Pandora: Wanted: a trio of people to replace Lord Cashpoint

Now that Labour's silver-quiffed fund-raiser Lord Levy has all but burned his bridges with the party, the hunt is on to find his successor. Party bosses are currently advertising for two "high-value" fund-raising officers, as well as an assistant, who might be able to entice any big hitters willing to part with their cash and help it out of its latest financial woes.

The key purpose of the jobs, according the advertisements, will be "the identification, recruitment and relationship development of donors giving a minimum of £1,000 to the Labour Party".

The "relationship development of donors" of course, ran into severe trouble during the so-called "cash for peerages" row which resulted in Lord Levy's departure.

The move comes after it was suggested this weekthat the party is in severe financial dire straits. According to reports, Labour has just five weeks to stump up £7.45m to pay off loans from banks and wealthy donors, recruited by Levy, while a reputed £6.2m more will be needed to be paid back before the end of the year to avoid insolvency.

As if to illustrate how tight things are financially, the ad also stipulates that the new fund-raisers will be paid an annual salary of no more than £33,000 in return for turning around the party's financial affairs.

If there is anyone out there up for a particularly challenging couple of years, the closing date for applications is next Friday.

Wall Street shuffle is the Marshall method

Despite occupying the persona of an overgrown teenager, the actor Kris Marshall took a "method" approach worthy of a Hollywood veteran to his latest role.

In preparation for his current run on the West End stage in Neil LaBute's Fat Pig, Marshall – who found fame in the BBC sitcom My Family – ventured all the way to the United States. "Well I went to New York actually – to Wall Street," he told me at the play's opening night at the Trafalgar Studios this week. "I wanted to see how people talked, how jocks talk and walk. I mean he's a real jock my character. It seemed the perfect place to go."

It is a marked contrast to his co-star – Robert Webb of Peep Show fame – who, when I asked whether he had worked out for scenes in which he is required to take off his shirt, replied: "No, no, I've never seen the inside of a gym in my life."

Lembit's just plane funny

Ever the shrinking violet, Lembit Opik just can't wait for his upcoming appearance alongside rocker Johnny Borrell.

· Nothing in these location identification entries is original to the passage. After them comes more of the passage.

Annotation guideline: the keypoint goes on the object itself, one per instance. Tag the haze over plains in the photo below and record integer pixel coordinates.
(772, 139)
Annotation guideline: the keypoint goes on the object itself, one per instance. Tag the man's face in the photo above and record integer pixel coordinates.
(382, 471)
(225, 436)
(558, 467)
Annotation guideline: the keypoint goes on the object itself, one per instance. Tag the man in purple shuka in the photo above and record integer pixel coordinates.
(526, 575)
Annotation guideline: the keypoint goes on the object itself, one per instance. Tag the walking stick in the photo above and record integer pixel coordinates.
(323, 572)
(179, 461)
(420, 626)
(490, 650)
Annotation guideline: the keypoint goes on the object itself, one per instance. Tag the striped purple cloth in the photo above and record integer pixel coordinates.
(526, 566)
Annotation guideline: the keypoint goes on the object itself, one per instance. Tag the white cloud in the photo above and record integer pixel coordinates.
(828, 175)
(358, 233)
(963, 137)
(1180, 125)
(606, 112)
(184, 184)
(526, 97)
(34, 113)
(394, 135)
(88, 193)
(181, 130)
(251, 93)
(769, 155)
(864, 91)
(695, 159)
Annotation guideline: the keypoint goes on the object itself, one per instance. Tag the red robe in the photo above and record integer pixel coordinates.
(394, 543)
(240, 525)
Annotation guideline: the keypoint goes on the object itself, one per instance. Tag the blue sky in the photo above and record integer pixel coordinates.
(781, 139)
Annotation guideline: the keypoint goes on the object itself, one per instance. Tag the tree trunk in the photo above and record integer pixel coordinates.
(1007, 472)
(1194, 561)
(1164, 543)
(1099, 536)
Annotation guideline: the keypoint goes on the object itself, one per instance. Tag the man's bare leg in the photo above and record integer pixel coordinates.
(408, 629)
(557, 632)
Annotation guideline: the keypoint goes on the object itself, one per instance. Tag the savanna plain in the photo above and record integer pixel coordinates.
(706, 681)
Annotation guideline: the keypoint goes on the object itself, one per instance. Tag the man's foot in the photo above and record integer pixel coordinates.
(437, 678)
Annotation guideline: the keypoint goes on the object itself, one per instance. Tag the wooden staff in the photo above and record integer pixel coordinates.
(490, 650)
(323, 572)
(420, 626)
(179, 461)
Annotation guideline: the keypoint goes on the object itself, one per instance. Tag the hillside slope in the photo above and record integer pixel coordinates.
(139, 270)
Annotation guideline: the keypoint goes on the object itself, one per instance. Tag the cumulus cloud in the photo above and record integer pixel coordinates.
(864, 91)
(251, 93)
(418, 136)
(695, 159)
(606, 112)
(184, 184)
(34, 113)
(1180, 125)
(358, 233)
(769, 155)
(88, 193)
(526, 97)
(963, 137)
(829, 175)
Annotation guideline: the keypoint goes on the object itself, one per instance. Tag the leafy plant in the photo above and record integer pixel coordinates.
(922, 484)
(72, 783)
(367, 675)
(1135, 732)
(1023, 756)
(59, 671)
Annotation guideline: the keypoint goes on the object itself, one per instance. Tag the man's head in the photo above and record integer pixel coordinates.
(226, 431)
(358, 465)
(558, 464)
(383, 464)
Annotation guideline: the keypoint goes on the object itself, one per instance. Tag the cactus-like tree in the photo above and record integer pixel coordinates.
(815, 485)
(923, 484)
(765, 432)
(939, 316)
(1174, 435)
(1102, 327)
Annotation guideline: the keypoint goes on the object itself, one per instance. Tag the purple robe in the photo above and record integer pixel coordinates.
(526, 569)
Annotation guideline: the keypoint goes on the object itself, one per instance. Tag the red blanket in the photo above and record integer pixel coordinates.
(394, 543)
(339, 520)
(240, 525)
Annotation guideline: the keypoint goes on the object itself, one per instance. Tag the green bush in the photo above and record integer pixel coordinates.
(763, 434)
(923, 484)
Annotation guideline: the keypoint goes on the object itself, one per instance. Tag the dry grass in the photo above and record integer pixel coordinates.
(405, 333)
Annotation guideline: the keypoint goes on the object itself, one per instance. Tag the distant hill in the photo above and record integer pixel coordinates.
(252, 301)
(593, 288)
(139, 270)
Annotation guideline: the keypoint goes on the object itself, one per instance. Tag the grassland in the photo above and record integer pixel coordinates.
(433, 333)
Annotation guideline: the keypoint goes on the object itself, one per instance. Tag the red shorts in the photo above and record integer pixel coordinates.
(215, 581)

Next Tuesday, the Liberal Democrat matinee idol is due to take the stage at the London Science Museum with the Razorlight frontman, where they will appear in a one-off gig to support Friends of the Earth's climate change campaign.

"I'm just pleased I can help him out," says Opik, who I'm told is a keen harmonicist. "I'm sure he'll be rather excited to have his profile increased by performing alongside someone like me."

Sharp as a fox, he's chosen for them to play an ironic rendition of Leaving on a Jet Plane by John Denver.

Bit of a Staite

No sooner has London's new Mayor, Boris Johnson, got his feet firmly under the desk at City Hall than the Conservative leader, David Cameron, has nabbed back one of his best footsoldiers.

Among those drafted in to sharpen up BoJo's campaign team at the start of the year was the Tory staffer Ed Staite, who, as his official spokesman, was given the unenviable task of keeping Boris's foot firmly out of his mouth.

Although Staite was expected to remain in City Hall at the helm of the Mayor's press office, I am told that Cameron has recently ordered him to take control of the forthcoming by-election in Johnson's old Henley seat.

Says one colleague: "Poor Ed. He feels as though he has just let go of his child's hand and allowed him to cross the road alone for the first time."

Sir Howard makes a trunk call

The Institute of Contemporary Arts' forthcoming 60th anniversary could throw up a few surprises. As part of the celebrations, it is holding an auction of new works by some the country's leading artists.

One of the highlights of the auction promises to be Sir Howard Hodgkin's portrait of the ICA's modish artistic director, Ekow Eshun.

According to this month's The Art Newspaper, the saucy Hodgkin reportedly requested Ekow attend the sittings clad in nothing but a pair of packet-bashing Speedo swimming trunks.

"Pure speculation!" cries a red-faced spokesman for the ICA when I call. "Certainly the first I've heard of it, anyway."